Для кого я пишу эту историю, ведь не себя, раз она прекрасно мне знакома, а процесс написания способен ее лишь затемнить? Когда я прерываю работу, все события тут же вспыхивают во мне, я слышу голоса, воспринимаю мысли, я нахожусь повсюду, а кровь моя прокачивает минувшие события. Я возвращаюсь к написанию и обязан — вопреки самому себе — разорвать свое тело, разложить по порядку людей и места, запихнуть их в намордник рассказа. И того не желают ни они, ни я сам, ни, по-видимому, кто угодно, кто будет все это читать, что приводит нас к старому вопросу: для кого веду я эту повесть?
Я думал, даже теперь, что являюсь карикатурой на средневекового хроникера, заброшенного в никогде вместо холодного монастыря, в компании зверей, а не других монахов. Если бы я был таким вот писцом, в самой моей функции срывались бы цель и смысл написания — я увековечивал бы в бумаге различные события во славу Господню и ради знания ближнего своего. Монастырские стены излечивают от сомнений, чего нельзя сказать о ворчливом кабане, безмозглой птице и упрямом одноглазом псе.
Так что и не знаю, для кого я все это пишу, равно как не знаю и того — каким образом. Это удивительное чувство, и иногда мне кажется, будто бы я сошел с ума. Вот рассказываю я историю, быть может, самую важную из тех, которую кто-либо имел оказию записать. Для какой-то части событий я сам был участником. Нет у меня ни листка, ни карандаша; не вырезаю я очередные слова на стенке или деревянной доске. Не сплетаю узелков на шнурках, не рисую, не тку, не татуирую собственного тела, равно как и не режу себе запястья, чтобы писать кровью — поскольку не на чем, а слова следует экономить. Нет у меня пишущей машинки, диктофона, компьютера, а сотовый телефон уже не действует. Взбеситься можно.
Пишу, не зная как, и этого невозможно пропустить, разве что внезапно что-то придет мне в голову, или же животные дадут добрый совет.

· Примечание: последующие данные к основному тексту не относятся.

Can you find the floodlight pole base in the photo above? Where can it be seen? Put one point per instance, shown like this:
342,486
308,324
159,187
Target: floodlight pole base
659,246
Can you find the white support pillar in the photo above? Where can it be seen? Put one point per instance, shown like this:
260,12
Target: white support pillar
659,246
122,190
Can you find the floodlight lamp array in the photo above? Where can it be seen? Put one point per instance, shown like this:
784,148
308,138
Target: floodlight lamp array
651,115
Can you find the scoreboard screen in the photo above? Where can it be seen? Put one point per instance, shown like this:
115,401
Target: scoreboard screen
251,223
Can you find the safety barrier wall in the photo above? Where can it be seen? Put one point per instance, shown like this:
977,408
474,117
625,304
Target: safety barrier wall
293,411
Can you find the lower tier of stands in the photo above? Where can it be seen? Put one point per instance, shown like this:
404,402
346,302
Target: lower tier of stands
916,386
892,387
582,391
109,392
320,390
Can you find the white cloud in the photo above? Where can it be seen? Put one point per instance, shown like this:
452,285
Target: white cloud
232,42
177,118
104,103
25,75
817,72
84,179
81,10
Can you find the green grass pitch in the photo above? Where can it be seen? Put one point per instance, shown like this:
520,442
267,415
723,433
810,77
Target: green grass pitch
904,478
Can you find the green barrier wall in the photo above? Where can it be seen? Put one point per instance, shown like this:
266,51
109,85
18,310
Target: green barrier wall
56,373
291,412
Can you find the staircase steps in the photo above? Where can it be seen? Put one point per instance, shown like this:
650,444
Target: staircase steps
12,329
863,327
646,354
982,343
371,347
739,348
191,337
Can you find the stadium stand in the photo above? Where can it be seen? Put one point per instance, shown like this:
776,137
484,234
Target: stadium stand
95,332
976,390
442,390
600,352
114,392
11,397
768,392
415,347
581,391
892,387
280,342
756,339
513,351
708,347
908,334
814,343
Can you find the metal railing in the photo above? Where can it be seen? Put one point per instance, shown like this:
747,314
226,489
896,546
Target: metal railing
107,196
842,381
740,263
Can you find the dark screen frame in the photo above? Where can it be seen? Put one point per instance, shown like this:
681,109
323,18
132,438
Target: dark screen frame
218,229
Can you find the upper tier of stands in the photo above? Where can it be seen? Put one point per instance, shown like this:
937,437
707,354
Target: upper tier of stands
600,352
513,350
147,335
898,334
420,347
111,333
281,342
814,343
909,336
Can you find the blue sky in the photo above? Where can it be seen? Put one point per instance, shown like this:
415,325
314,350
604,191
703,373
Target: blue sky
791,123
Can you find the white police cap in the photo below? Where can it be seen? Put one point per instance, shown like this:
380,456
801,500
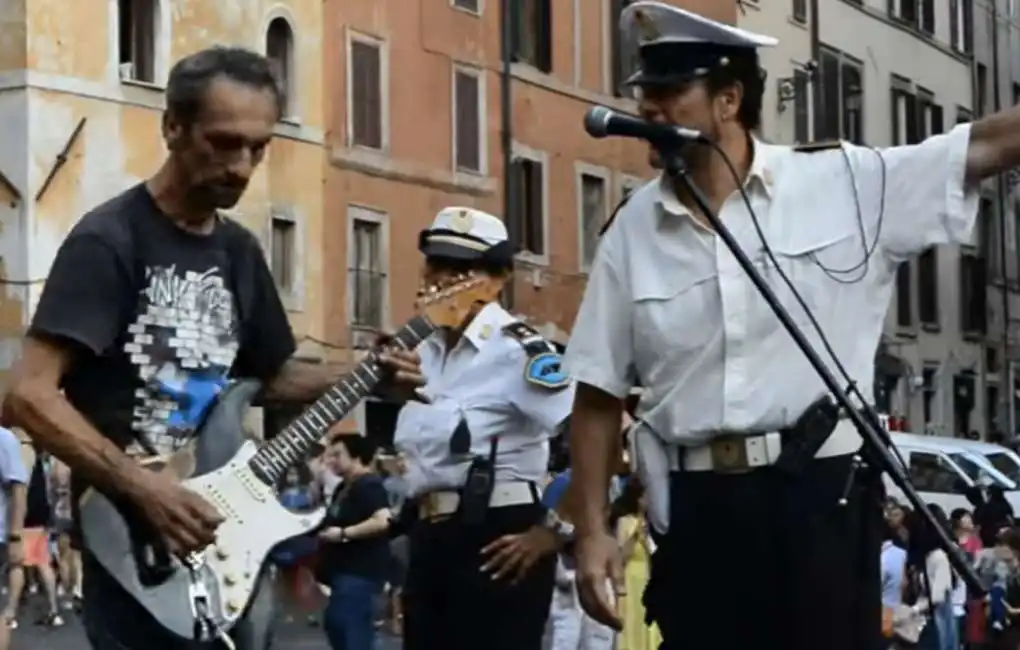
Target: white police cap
674,45
463,233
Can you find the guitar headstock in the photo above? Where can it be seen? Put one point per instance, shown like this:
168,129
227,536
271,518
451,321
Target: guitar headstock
449,303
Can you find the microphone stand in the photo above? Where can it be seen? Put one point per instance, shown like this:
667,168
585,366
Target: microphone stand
865,419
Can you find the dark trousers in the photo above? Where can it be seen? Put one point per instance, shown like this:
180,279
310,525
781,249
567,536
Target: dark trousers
450,604
763,559
114,621
350,614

Когда я пишу, то занят писанием, когда же перестаю — до меня просто доходит, что я что-то написал, а самое главное — еще мне кажется, что я делаю доброе дело.
Иногда я обманываю — буквально только что у меня вырвалось, что я все знаю, а ведь это же неправда. Точно так же, как лягушка ничего не знает о ледниках, сом о полетах, а мой одноглазый барбос про Аристотеля, так и я сам не имею понятия, что сейчас происходит в Святом Вроцлаве. Когда-нибудь — это пожалуйста — а сейчас об этом и речи быть не может.